In an interview to CNN, Republican Senator John McCain said there was overwhelming evidence and testimony that Bergdahl had left with his own free will and that would be the subject of investigation.
“That does not mean he shouldn't have been brought home. The problem I have and many others have is the price we paid for the release,” he said.
“The fact that within a very short time, if the past proves true, they'll be back in the battlefield putting the lives of Americans in danger in the future. That's what most of us find incomprehensible, that the Taliban should be allowed to pick the dream team, as my friend Lindsey Graham called it, and sent them to Qatar. And obviously, they will back in the fight,” McCain said.
Chairman of Joint Chiefs of Staff Gen. Martin Dempsey said questions about Sgt Bergdahl’s conduct were separate from effort to recover any US service member from enemy’s captivity.
“This was likely the last, best opportunity to free him. As for the circumstances of his capture, when he is able to provide them, we’ll learn the facts. Like any American, he is innocent until proven guilty,” Dempsey wrote his Facebook page.
“Our Army’s leaders will not look away from misconduct if it occurred. In the meantime, we will continue to care for him and his family. Finally, I want to thank those who for almost five years worked to find him, prepared to rescue him, and ultimately put themselves at risk to recover him," Dempsey said.

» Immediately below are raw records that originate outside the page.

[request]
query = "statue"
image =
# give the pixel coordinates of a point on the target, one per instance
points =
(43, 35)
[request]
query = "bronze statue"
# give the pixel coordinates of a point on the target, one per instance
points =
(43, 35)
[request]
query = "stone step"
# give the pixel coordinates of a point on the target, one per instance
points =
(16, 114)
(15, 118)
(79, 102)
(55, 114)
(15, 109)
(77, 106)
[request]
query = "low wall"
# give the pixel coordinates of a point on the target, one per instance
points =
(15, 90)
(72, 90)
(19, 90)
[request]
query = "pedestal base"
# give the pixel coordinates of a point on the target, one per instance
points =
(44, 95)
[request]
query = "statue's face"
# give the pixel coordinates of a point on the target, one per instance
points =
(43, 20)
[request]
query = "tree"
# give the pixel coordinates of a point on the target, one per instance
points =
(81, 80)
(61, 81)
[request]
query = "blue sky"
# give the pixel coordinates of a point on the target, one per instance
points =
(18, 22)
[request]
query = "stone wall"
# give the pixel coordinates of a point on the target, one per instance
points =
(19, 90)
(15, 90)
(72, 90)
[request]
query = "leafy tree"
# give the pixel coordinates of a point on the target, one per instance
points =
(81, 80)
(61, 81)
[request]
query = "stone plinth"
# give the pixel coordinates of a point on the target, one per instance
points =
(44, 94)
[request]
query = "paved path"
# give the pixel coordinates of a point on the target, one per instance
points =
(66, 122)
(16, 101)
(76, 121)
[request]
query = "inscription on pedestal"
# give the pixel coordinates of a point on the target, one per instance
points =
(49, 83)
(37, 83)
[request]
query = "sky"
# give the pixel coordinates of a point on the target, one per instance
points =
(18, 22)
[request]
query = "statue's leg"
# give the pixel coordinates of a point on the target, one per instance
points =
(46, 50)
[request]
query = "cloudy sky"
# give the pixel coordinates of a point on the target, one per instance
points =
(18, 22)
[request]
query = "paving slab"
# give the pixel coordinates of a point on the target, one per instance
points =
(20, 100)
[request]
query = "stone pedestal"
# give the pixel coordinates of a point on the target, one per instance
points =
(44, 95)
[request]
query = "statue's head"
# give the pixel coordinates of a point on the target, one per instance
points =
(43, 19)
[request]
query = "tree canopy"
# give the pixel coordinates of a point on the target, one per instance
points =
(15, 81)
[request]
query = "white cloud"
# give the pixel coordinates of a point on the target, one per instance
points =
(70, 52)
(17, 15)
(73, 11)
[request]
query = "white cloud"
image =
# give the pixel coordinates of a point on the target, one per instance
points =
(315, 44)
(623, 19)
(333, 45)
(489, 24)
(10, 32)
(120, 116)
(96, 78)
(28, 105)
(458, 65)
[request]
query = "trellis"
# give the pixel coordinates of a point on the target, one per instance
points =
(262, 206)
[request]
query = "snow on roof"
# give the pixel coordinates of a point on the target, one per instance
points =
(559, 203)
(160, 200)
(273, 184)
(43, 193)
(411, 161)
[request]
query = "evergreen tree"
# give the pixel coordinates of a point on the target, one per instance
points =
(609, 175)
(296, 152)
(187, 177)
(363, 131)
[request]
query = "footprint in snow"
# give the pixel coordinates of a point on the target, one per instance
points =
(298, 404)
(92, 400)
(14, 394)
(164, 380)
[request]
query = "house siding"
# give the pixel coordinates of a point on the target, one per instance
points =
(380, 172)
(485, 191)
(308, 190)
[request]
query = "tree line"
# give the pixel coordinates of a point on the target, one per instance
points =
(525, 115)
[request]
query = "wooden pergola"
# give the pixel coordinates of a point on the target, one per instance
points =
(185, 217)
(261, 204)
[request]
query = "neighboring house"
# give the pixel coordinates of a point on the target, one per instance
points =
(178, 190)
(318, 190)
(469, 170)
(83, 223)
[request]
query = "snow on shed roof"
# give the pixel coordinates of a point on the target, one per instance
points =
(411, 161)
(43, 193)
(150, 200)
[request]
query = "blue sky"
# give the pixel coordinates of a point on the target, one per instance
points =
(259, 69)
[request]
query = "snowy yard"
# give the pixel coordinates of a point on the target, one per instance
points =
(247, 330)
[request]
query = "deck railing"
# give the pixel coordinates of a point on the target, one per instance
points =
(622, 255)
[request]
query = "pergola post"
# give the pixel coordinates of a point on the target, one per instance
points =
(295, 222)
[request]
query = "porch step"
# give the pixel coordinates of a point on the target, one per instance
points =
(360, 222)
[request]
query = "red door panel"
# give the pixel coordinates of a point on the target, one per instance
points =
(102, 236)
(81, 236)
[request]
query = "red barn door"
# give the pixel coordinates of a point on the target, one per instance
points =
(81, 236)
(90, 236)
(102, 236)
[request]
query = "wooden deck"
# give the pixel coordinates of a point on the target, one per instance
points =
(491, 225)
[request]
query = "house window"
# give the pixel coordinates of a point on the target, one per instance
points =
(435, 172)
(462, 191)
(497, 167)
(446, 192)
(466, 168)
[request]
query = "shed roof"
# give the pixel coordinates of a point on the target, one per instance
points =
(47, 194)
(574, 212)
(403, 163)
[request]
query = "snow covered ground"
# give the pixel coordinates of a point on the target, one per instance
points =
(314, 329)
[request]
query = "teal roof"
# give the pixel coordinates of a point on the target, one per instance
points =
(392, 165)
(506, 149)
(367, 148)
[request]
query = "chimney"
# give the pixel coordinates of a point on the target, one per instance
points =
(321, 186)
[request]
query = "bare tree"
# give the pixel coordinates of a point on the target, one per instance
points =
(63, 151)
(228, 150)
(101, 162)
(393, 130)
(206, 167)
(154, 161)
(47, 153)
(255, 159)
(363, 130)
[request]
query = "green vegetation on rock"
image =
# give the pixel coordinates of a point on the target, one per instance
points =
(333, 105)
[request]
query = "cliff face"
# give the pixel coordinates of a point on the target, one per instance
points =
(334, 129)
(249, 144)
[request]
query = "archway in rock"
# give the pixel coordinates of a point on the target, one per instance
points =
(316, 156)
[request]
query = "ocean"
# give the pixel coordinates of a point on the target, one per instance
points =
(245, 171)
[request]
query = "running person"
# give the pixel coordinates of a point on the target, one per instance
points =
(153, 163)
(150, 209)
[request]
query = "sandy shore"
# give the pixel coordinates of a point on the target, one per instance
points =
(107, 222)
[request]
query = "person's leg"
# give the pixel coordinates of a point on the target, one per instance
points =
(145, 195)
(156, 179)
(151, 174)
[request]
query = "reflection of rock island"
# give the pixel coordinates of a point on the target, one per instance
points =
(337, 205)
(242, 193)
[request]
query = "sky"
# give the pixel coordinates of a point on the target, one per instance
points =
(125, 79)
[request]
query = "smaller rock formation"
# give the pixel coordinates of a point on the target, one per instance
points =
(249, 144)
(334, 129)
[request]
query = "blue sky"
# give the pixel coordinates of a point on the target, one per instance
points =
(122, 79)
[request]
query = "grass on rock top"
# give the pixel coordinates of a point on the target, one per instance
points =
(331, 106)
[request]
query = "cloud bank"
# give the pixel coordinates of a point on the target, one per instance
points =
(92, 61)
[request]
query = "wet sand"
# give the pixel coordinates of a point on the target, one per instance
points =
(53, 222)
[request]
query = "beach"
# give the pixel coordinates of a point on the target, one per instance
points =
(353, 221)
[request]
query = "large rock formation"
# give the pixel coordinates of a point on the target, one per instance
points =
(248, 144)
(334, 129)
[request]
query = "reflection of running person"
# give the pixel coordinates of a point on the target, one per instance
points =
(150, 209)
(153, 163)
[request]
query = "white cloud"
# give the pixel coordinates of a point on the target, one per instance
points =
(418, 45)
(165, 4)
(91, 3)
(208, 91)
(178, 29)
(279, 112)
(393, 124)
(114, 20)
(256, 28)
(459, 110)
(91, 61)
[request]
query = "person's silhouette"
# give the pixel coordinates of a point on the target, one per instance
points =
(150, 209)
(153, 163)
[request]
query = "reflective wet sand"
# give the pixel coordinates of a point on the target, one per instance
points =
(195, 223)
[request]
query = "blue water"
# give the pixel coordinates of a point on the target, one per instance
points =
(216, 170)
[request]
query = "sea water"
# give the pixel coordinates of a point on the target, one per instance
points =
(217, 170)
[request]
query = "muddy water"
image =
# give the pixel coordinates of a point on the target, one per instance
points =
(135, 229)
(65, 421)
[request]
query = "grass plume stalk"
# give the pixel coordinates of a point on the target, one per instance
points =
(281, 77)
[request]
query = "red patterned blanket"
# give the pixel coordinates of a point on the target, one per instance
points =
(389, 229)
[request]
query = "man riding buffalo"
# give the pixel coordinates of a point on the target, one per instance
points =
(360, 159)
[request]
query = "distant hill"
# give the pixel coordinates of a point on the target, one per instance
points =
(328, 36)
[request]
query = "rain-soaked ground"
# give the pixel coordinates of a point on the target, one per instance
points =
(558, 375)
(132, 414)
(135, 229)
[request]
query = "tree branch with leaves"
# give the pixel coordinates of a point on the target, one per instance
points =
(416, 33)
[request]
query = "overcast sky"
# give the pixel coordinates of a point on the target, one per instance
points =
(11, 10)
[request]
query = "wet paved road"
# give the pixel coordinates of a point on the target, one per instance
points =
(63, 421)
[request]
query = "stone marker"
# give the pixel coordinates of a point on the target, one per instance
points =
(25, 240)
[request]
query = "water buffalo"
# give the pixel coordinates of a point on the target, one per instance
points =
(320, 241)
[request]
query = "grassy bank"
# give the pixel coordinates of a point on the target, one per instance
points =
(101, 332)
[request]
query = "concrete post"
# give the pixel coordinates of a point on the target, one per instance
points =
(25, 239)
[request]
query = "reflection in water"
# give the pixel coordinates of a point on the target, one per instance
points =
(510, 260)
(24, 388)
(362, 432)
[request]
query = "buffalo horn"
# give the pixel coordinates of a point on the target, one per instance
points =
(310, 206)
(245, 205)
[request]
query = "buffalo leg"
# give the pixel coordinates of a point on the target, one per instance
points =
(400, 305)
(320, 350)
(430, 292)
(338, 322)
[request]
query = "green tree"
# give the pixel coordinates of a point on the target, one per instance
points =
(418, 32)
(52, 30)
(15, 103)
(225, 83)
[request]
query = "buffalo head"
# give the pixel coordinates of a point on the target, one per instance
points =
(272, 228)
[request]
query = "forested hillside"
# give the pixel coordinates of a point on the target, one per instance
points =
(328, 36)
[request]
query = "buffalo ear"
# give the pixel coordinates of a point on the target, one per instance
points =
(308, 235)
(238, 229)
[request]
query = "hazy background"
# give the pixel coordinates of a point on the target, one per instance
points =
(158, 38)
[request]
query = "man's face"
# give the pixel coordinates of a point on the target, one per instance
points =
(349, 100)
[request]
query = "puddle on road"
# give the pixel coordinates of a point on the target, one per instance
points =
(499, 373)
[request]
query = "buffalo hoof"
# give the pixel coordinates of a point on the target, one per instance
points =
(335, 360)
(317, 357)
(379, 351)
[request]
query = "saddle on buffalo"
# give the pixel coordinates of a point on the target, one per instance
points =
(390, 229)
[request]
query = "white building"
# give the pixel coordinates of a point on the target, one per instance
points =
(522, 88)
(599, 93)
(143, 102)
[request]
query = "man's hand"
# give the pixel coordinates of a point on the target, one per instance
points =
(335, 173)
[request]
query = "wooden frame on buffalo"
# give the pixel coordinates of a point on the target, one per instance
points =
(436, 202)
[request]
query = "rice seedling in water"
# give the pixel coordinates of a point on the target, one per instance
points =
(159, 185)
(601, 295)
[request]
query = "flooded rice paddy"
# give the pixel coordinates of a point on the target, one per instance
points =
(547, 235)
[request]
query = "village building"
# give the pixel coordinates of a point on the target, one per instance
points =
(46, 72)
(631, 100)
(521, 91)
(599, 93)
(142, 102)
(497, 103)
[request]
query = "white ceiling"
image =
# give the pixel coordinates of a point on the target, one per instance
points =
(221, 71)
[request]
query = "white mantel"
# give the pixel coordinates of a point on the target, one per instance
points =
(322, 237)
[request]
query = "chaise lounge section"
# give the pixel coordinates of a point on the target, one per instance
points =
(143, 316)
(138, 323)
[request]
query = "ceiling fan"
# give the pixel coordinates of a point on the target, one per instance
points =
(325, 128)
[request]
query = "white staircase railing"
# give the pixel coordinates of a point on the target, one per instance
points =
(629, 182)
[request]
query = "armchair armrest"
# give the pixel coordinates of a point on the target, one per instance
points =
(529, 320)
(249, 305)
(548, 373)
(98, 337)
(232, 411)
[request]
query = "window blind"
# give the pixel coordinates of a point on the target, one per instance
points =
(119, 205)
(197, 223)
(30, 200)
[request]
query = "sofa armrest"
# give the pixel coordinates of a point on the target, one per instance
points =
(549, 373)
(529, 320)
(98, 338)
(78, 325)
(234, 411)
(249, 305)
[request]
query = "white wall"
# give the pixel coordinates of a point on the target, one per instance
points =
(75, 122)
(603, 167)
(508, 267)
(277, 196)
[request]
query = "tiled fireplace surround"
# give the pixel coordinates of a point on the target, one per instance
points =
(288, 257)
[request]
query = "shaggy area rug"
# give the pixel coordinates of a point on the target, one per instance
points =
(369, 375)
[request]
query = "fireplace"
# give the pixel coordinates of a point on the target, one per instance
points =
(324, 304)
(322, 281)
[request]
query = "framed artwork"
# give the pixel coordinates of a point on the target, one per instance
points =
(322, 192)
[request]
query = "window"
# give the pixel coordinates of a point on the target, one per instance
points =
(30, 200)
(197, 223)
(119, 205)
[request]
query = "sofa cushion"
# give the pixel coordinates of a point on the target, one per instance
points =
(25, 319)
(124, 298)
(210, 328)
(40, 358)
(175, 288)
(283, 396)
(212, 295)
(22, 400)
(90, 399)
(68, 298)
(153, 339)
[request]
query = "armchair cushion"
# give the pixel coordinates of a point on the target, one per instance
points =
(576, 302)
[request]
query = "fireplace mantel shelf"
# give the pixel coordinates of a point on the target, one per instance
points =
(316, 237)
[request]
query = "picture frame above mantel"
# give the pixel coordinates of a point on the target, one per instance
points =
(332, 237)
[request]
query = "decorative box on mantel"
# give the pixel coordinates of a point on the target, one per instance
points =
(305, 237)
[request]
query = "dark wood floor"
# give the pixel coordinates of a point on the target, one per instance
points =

President Barack Obama on Tuesday defended the prisoner swap to free Bergdahl, saying his "sacred" trust as commander-in-chief outweighed claims he broke the law and set a dangerous precedent.
Obama is facing rising questions about the deal to secure the release of Bergdahl in return for the transfer of five Taliban prisoners.
At a press conference in Poland, Obama was unrepentant, as the White House issued a new legal justification for his action.
"The United States has always had a pretty sacred rule. That is we don't leave our men or women in uniform behind," Obama said.
US lawmakers have complained that they were not given the 30 days notice required by law ahead of prisoners being transferred out of the war on terror camp at Guantanamo Bay, Cuba.
"The process was truncated because we wanted to make sure that we did not miss that window," Obama said.
Obama said Qatar had set up a process to monitor the released Islamist prisoners and that the United States would be "keeping eyes on them."
But he admitted it was possible that some of them could return to activity "detrimental" to the United States. "I would not be doing it if I thought it was contrary to American national security," Obama said.
Obama's National Security Council defended the legal justification for the swap. NSC spokeswoman Caitlin Hayden said Defence Secretary Chuck Hagel had used his power under US law to transfer prisoners from Guantanamo after ruling that doing so would enhance US national security.
Hagel also determined that offering the full 30-day notice to Congress "could endanger the soldier's life," she said.
Bergdahl arrived Sunday at the US military medical centre in Landstuhl, Germany where he is undergoing medical treatment.